ARTICLES OF INCORPORATION

                                       OF

                            DATA SECURITY CORPORATION

     THE UNDERSIGNED natural person of the age of eighteen (18) years or more,
acting as incorporator of a corporation under the Nevada Business Corporation
Act, adopts the following Articles of Incorporation for such corporation.

                                ARTICLE I - NAME

     The name of the corporation is Data Security Corporation

                              ARTICLE II - DURATION

     The duration of the corporation is perpetual.

                             ARTICLE III - PURPOSES

     The purpose or purposes for which this corporation is engaged are:

     (a)  To engage in the specific business of providing security equipment and
          consulting services to the computer industry. Also, the business of
          making investments, including investments in, purchase and ownership
          of any and all kinds of property, assets or business, whether alone or
          in conjunction with others. Also, to acquire, develop, explore and
          otherwise deal in and with all kinds of real and personal property and
          all related activities, and for any and all other lawful purposes.

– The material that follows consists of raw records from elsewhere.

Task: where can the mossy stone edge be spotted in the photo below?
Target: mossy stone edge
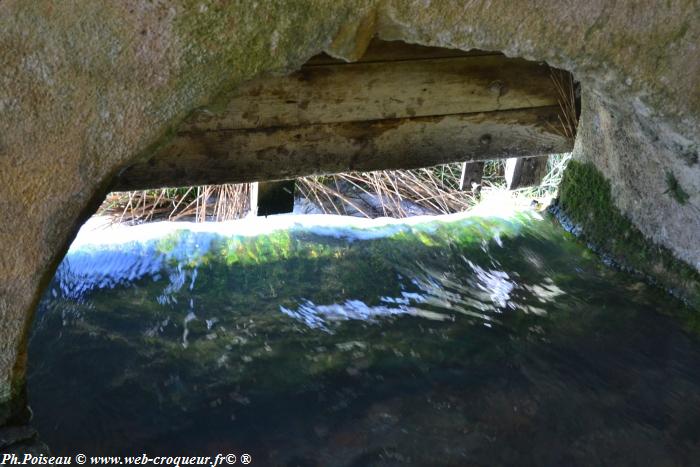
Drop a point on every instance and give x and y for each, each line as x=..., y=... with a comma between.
x=585, y=208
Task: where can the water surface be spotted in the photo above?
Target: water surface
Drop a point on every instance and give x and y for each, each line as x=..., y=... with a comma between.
x=464, y=341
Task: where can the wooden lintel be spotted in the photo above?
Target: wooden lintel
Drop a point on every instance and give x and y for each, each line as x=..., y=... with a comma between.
x=399, y=107
x=236, y=156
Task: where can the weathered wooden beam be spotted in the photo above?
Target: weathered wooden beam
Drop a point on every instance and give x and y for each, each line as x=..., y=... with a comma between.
x=268, y=198
x=400, y=106
x=234, y=156
x=471, y=176
x=383, y=90
x=525, y=172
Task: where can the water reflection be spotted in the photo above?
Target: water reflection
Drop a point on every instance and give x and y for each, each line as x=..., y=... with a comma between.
x=465, y=342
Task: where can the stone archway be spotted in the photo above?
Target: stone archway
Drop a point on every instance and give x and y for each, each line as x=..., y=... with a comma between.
x=89, y=88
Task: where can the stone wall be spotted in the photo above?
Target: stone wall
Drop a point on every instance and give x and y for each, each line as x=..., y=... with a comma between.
x=87, y=87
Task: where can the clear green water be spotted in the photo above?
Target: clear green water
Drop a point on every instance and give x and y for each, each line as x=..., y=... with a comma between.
x=470, y=342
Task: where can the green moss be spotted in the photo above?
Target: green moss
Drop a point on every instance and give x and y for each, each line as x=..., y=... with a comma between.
x=586, y=198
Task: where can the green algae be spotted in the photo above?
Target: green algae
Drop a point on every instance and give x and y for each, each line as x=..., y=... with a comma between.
x=585, y=197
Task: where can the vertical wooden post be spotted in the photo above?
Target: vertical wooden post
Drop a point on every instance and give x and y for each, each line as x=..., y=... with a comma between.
x=525, y=171
x=267, y=198
x=471, y=176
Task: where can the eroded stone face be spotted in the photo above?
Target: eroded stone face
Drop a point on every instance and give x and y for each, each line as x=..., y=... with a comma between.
x=85, y=88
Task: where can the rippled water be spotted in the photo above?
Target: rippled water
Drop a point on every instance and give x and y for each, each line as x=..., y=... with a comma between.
x=466, y=341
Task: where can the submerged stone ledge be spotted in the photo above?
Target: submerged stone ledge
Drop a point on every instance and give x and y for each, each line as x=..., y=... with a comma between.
x=585, y=199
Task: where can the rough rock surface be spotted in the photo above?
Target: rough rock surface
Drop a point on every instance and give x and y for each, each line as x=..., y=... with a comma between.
x=87, y=87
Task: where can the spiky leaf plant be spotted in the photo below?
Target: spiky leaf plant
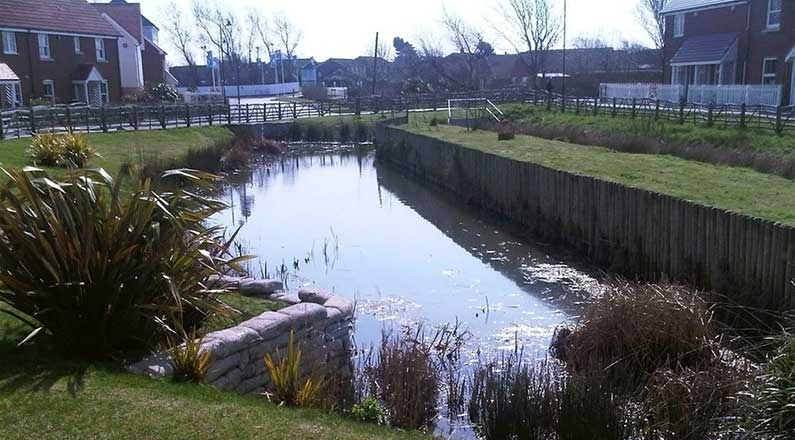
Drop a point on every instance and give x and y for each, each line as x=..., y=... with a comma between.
x=102, y=271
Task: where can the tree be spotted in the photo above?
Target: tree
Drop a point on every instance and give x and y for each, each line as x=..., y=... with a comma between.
x=180, y=32
x=468, y=43
x=650, y=15
x=532, y=28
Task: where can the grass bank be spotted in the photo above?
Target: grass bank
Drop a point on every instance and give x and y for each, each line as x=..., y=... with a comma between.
x=762, y=150
x=731, y=188
x=139, y=148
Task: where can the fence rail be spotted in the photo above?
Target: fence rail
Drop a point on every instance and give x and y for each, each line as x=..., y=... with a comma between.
x=23, y=122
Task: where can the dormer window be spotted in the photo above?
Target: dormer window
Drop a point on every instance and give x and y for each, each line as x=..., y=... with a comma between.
x=44, y=47
x=679, y=25
x=101, y=55
x=774, y=14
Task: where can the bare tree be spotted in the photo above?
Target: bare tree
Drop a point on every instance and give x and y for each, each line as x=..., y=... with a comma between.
x=467, y=42
x=532, y=27
x=287, y=34
x=650, y=15
x=180, y=32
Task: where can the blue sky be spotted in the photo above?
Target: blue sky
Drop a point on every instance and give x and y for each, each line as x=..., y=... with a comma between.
x=346, y=28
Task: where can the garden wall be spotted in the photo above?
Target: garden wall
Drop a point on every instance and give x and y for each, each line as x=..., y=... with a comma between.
x=628, y=230
x=322, y=324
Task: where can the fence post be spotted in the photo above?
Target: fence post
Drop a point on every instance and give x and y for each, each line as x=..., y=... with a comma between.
x=710, y=115
x=742, y=116
x=33, y=128
x=68, y=117
x=682, y=104
x=779, y=125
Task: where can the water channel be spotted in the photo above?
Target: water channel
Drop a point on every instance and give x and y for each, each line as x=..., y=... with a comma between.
x=405, y=251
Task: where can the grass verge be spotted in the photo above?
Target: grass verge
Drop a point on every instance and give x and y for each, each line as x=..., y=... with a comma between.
x=731, y=188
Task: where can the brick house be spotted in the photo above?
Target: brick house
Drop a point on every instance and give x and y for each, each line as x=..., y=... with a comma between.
x=725, y=42
x=141, y=60
x=59, y=50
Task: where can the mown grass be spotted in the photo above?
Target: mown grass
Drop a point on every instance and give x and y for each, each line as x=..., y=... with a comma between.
x=670, y=131
x=137, y=148
x=732, y=188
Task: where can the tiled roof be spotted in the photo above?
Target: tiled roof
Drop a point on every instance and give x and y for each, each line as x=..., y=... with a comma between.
x=127, y=15
x=704, y=49
x=685, y=5
x=6, y=74
x=68, y=16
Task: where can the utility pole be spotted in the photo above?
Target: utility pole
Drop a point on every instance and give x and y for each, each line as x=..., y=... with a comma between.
x=565, y=23
x=375, y=62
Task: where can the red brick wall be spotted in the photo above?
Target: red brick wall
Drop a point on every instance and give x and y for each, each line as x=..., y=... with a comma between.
x=32, y=71
x=154, y=65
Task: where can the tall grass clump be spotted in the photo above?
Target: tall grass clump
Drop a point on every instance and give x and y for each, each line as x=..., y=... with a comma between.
x=774, y=396
x=632, y=330
x=289, y=386
x=102, y=271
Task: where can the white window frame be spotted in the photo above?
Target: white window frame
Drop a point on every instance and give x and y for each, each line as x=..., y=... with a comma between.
x=774, y=13
x=99, y=44
x=765, y=75
x=48, y=83
x=45, y=52
x=104, y=92
x=10, y=43
x=679, y=25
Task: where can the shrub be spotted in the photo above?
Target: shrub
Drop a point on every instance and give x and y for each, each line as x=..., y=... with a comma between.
x=101, y=272
x=46, y=149
x=632, y=330
x=505, y=133
x=369, y=411
x=77, y=152
x=289, y=387
x=189, y=361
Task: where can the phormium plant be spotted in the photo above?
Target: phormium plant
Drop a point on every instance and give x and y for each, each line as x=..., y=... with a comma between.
x=102, y=271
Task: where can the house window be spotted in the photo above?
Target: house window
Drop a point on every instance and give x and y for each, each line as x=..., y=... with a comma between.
x=679, y=25
x=103, y=91
x=49, y=89
x=44, y=47
x=769, y=66
x=774, y=14
x=9, y=43
x=101, y=55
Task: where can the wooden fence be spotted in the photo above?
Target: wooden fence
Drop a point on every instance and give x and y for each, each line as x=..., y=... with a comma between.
x=23, y=122
x=628, y=230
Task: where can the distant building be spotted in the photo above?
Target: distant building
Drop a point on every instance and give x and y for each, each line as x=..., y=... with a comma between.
x=57, y=50
x=142, y=60
x=726, y=42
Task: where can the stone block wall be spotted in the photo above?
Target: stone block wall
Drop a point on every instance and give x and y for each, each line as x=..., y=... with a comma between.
x=322, y=324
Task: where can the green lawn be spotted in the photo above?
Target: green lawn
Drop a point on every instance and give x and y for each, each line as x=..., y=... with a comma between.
x=129, y=148
x=670, y=131
x=732, y=188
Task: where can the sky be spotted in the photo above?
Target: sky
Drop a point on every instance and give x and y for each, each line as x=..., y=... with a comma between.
x=346, y=28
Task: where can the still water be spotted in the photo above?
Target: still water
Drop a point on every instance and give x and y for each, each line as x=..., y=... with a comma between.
x=406, y=252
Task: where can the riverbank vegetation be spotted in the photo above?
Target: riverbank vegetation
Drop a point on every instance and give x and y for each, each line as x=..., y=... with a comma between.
x=736, y=189
x=759, y=149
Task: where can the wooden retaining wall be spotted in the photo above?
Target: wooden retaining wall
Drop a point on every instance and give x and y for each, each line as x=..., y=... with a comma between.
x=627, y=230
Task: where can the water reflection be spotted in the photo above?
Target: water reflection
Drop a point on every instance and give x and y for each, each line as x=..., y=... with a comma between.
x=406, y=252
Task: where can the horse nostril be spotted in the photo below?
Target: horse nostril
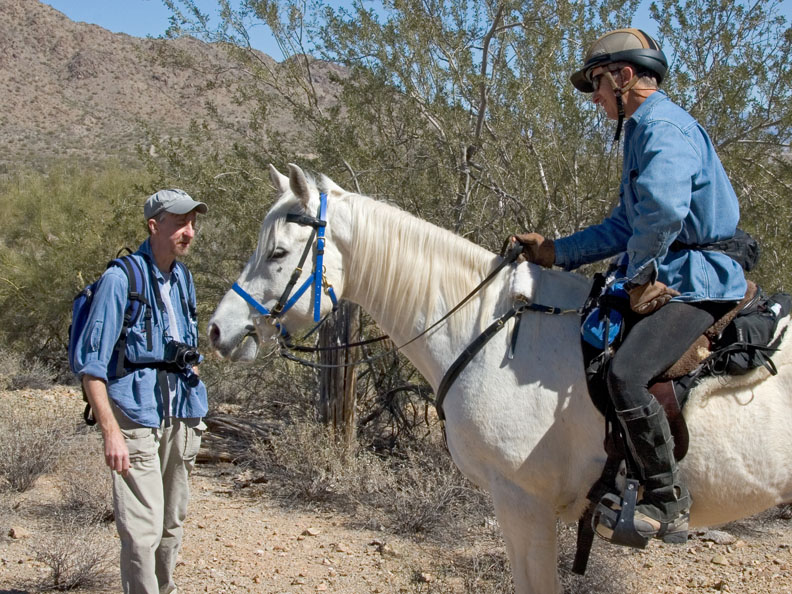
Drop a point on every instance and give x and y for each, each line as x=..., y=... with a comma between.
x=214, y=334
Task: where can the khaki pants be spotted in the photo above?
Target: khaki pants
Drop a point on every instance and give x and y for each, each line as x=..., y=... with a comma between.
x=151, y=502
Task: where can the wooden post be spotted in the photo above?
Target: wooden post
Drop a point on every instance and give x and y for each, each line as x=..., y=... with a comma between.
x=337, y=398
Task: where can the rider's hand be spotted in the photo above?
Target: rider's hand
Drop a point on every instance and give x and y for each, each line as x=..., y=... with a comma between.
x=536, y=249
x=649, y=297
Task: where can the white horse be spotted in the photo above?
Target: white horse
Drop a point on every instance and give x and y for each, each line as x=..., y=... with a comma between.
x=524, y=429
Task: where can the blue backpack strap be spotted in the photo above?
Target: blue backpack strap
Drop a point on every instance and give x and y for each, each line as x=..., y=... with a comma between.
x=185, y=281
x=136, y=299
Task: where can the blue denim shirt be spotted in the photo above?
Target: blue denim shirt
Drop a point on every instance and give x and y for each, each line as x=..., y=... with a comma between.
x=138, y=394
x=673, y=187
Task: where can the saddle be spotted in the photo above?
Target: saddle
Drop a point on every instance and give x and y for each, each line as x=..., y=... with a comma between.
x=750, y=330
x=673, y=386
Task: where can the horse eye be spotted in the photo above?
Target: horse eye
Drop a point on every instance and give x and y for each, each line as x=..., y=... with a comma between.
x=278, y=254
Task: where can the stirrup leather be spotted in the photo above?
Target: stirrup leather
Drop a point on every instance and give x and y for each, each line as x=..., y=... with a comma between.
x=613, y=518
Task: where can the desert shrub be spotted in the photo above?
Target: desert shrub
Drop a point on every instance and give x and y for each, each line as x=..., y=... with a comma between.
x=18, y=372
x=54, y=240
x=76, y=555
x=416, y=490
x=29, y=446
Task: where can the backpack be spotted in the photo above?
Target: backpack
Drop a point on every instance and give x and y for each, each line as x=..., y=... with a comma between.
x=81, y=308
x=136, y=291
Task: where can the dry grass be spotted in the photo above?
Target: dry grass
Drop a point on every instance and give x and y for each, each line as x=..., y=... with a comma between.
x=76, y=555
x=29, y=447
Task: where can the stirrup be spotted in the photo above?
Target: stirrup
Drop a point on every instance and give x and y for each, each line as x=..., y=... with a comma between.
x=613, y=518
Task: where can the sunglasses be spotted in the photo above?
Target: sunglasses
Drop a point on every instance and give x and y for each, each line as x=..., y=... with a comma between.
x=597, y=79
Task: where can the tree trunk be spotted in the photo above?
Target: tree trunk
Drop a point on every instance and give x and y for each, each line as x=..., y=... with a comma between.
x=337, y=384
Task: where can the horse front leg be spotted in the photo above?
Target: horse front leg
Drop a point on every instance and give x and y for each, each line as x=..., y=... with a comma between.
x=529, y=529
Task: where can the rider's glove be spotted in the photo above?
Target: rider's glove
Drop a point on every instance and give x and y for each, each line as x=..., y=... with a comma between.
x=649, y=297
x=536, y=249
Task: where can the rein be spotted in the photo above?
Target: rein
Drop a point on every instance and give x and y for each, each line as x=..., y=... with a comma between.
x=510, y=257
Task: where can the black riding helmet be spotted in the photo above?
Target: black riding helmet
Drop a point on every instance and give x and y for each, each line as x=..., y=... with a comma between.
x=621, y=45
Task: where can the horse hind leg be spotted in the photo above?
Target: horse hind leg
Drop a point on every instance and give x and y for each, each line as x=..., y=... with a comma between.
x=528, y=525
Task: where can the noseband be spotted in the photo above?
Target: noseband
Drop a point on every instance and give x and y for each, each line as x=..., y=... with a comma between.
x=316, y=278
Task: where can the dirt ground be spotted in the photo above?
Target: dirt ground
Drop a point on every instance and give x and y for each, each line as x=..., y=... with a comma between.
x=238, y=538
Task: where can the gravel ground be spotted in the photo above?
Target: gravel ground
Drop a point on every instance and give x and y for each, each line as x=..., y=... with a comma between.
x=244, y=540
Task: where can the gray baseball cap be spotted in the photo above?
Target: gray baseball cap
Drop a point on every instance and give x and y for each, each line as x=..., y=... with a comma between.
x=173, y=201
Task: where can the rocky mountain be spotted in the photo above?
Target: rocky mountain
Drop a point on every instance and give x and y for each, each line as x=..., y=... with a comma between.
x=77, y=90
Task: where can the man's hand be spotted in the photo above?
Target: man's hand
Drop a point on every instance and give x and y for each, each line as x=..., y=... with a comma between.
x=116, y=452
x=649, y=297
x=536, y=249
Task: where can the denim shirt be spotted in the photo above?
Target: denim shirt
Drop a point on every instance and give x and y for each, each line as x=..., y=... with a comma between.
x=673, y=187
x=138, y=394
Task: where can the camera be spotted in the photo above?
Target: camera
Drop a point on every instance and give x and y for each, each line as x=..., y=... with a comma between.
x=181, y=355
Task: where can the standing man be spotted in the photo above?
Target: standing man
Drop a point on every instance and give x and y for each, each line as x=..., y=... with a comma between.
x=149, y=413
x=675, y=199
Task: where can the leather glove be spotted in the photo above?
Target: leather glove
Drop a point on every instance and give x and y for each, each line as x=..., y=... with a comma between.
x=536, y=249
x=649, y=297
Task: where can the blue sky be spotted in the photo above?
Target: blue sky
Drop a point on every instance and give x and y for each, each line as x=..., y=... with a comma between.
x=150, y=17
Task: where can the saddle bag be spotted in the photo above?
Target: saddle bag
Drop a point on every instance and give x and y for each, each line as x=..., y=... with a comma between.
x=747, y=342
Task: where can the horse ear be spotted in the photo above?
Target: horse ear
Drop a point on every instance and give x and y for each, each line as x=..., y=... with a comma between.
x=280, y=181
x=299, y=184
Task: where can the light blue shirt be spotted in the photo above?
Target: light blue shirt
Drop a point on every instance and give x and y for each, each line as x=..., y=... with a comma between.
x=138, y=394
x=673, y=187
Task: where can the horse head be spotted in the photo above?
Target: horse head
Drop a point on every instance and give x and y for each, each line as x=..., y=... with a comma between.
x=283, y=284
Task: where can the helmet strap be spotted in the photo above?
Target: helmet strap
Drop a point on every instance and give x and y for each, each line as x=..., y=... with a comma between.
x=617, y=91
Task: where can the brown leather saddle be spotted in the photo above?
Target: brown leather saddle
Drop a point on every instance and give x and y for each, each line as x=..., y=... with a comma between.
x=665, y=389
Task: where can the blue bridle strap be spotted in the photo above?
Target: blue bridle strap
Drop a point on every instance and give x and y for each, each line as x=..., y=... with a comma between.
x=319, y=271
x=251, y=301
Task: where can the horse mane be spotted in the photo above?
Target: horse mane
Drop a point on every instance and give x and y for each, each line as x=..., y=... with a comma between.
x=435, y=269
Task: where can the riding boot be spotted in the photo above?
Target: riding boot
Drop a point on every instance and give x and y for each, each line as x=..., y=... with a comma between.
x=663, y=511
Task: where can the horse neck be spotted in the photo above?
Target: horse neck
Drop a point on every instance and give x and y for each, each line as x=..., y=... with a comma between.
x=414, y=273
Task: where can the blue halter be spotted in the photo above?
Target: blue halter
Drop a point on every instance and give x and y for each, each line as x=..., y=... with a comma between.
x=316, y=278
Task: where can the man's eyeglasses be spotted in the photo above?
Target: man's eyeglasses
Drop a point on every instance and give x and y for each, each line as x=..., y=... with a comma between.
x=597, y=79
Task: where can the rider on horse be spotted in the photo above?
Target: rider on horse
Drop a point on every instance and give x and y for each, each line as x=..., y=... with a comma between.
x=673, y=190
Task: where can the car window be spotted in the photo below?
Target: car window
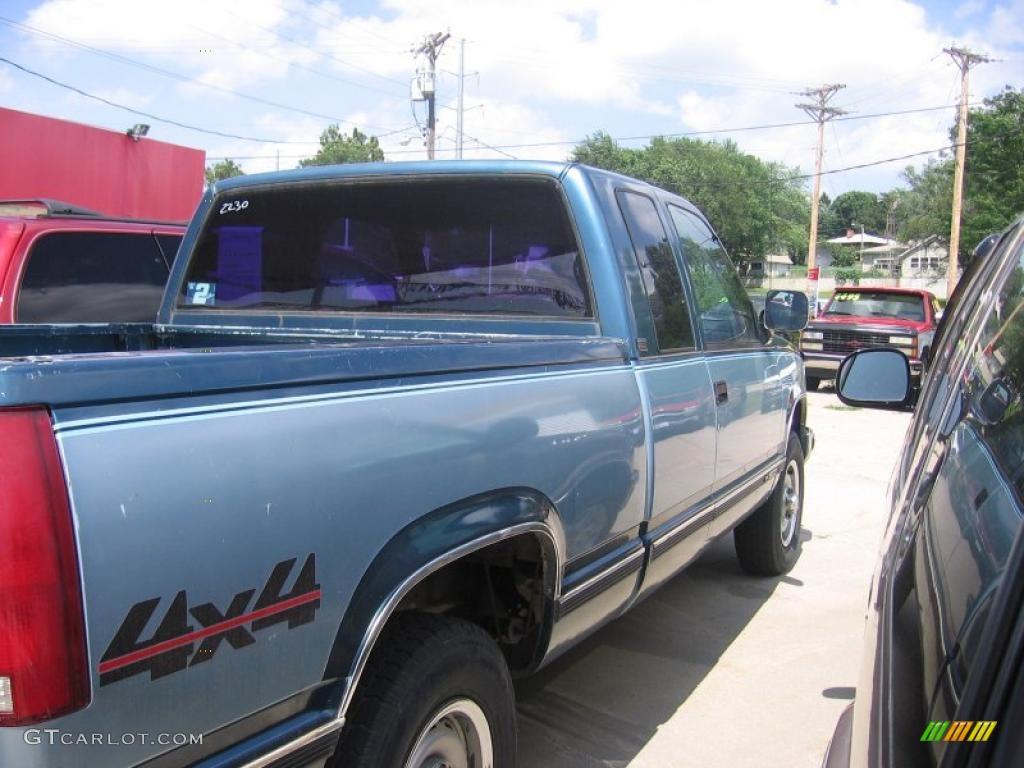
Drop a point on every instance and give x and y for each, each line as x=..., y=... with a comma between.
x=92, y=278
x=877, y=304
x=727, y=316
x=169, y=246
x=662, y=280
x=975, y=510
x=441, y=246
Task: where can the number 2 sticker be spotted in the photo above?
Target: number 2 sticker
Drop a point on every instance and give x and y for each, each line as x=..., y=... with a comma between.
x=233, y=206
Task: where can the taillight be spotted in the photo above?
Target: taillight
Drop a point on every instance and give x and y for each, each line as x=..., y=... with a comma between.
x=43, y=668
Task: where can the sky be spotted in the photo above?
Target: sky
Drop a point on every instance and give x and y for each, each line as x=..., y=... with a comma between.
x=540, y=76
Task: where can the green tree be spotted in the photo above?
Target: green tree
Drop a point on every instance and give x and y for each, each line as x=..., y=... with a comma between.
x=224, y=169
x=338, y=147
x=993, y=189
x=756, y=207
x=926, y=208
x=857, y=209
x=828, y=223
x=994, y=182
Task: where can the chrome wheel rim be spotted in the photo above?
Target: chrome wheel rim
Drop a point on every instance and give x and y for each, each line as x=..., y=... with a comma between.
x=457, y=736
x=791, y=503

     (b)  To acquire by purchase, exchange, gift, bequest, subscription, or
          otherwise; and to hold, own, mortgage, pledge, hypothecate, sell,
          assign, transfer, exchange, or otherwise dispose of or deal in or with
          its own corporate securities or other securities including, without


          limitations, any shares of stock, bonds, debentures, notes, mortgages,
          or other obligations, and any certificates, receipts or other
          instrumentalities representing rights or interests therein on any
          property or assets created or issued by any person, firm, associate,
          or corporation, or instrument thereof; to make payment therefor in any
          lawful manner or to issue in exchange therefor its unreserved earned
          surplus for the purchase of its own shares, and to exercise as owner
          or holder of any securities, any and all rights, powers, and
          privileges in respect thereof.

     (c)  To do each and everything necessary, suitable, or proper for the
          accomplishment of any of the purposes or the attainment of any one or
          more of the subjects herein enumerated, or which may, at any time,
          appear conducive to or expedient for the protection or benefit of this
          corporation, and to do said acts as fully and to the same extent as
          natural persons might, or could do in any part of the world as
          principals, agents, partners, trustees, or otherwise, either alone or
          in conjunction with any other person, association, or corporation.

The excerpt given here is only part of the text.